Over the years the number of treatments that are available for patients with ureteric and kidney stones has increased significantly – and the availability of lasers to treat stones has been a catalyst for many of these advances. Before you go ahead with any treatment for stones it is important that your surgeon discusses the many different options that may be appropriate for your particular stone.
One of the options that you may be offered is laser stone surgery. This is a minimally invasive form of surgery without any need for incisions in the body. The patient is given a general anaesthetic so that they are asleep throughout the operation. A very small telescope (a ureteroscope) is inserted via the urethra and bladder to access the ureters and kidneys. Once the stone is located it is necessary to have an energy source available that the surgeon can use to break up the stone under direct vision.
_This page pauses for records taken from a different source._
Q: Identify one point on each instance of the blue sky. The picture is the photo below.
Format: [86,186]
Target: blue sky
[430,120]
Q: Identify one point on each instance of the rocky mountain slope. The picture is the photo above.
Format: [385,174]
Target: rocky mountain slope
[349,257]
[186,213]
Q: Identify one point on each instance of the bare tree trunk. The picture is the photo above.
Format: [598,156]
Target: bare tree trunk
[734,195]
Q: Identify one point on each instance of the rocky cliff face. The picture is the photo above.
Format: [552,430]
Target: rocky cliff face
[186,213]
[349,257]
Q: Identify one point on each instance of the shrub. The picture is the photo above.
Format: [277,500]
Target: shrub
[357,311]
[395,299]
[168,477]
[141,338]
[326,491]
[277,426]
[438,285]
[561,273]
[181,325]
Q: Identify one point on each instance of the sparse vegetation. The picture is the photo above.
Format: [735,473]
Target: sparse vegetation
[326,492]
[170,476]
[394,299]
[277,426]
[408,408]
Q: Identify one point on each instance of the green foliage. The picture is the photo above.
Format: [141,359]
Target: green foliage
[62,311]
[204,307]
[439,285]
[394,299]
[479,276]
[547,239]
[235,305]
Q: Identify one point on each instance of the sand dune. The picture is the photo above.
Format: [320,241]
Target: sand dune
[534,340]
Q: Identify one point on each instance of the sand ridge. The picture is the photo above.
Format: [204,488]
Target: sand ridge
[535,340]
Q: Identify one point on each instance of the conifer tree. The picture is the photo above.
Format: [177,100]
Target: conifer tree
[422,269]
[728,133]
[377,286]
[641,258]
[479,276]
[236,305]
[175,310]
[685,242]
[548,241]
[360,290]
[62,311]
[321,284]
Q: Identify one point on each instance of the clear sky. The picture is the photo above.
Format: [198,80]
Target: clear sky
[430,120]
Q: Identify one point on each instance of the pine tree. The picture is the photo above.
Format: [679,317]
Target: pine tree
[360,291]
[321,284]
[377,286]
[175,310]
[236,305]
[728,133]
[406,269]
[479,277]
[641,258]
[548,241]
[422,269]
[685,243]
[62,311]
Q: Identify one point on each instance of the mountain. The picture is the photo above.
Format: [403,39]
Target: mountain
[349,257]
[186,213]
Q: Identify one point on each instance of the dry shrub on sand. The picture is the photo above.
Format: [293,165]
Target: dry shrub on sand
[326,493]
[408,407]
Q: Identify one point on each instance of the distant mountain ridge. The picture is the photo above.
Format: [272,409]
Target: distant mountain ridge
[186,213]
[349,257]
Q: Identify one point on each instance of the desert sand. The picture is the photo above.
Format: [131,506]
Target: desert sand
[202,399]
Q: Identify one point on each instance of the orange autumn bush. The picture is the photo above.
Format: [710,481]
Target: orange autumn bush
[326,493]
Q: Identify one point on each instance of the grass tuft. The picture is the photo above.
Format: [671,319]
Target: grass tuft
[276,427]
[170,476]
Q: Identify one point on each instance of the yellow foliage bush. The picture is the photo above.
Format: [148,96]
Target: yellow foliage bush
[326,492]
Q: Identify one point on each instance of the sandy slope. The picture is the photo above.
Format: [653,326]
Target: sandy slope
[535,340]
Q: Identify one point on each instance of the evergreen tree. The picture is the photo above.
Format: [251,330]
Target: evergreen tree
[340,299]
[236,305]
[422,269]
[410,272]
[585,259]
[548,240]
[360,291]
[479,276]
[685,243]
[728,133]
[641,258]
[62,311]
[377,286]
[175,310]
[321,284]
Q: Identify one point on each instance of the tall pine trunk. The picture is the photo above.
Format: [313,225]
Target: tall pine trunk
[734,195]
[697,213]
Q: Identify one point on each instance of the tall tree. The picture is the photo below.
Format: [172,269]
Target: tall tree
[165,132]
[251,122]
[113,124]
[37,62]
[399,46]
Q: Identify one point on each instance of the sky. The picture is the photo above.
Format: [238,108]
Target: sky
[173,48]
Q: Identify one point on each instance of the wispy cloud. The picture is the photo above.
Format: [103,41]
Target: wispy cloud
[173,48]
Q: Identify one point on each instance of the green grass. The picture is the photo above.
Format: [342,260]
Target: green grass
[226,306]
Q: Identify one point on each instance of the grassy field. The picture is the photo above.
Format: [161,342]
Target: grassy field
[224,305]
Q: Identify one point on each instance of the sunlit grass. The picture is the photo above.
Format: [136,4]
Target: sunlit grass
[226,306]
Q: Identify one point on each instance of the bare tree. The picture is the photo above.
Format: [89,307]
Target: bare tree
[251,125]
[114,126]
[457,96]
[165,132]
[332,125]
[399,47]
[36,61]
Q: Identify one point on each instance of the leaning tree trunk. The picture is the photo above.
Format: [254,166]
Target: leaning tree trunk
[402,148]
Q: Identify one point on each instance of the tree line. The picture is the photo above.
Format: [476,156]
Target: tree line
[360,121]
The laser is ideal for this as it can be delivered with a high degree of accuracy to the operative site using fine, flexible fibre optic fibres that deliver a very high energy onto a tiny spot on the stone. The stone is fragmented and the pieces are then removed using small baskets. This will generally take less than 1 hour to complete.
After the surgery sometimes a ureteric stent is placed between the kidney and bladder. This helps to promote healing and allow the kidney to drain whilst the post-operative swelling settles. This is usually left in for around 1 week post-op.
What happens after laser stone surgery?
Some patients may pass some stone debris after the surgery as the stone fragments are often placed into the bladder once retrieved from the kidney or ureter.
As this is minimally invasive surgery it is likely that you will be able to return home the same day, providing you are feeling well and there are no complications from the general anaesthetic. It is important that you follow your doctor’s instructions when you return home. This will help to ensure that you heal well and do not cause yourself any damage. The advice you are likely to receive will include maintaining a high fluid intake, mobilise often and take simple painkillers as and when you need them. You may require a small amount of time off work and your surgeon can advise on this.
This article is intended to inform and give insight but not treat, diagnose or replace the advice of a doctor. Always seek medical advice with any questions regarding a medical condition.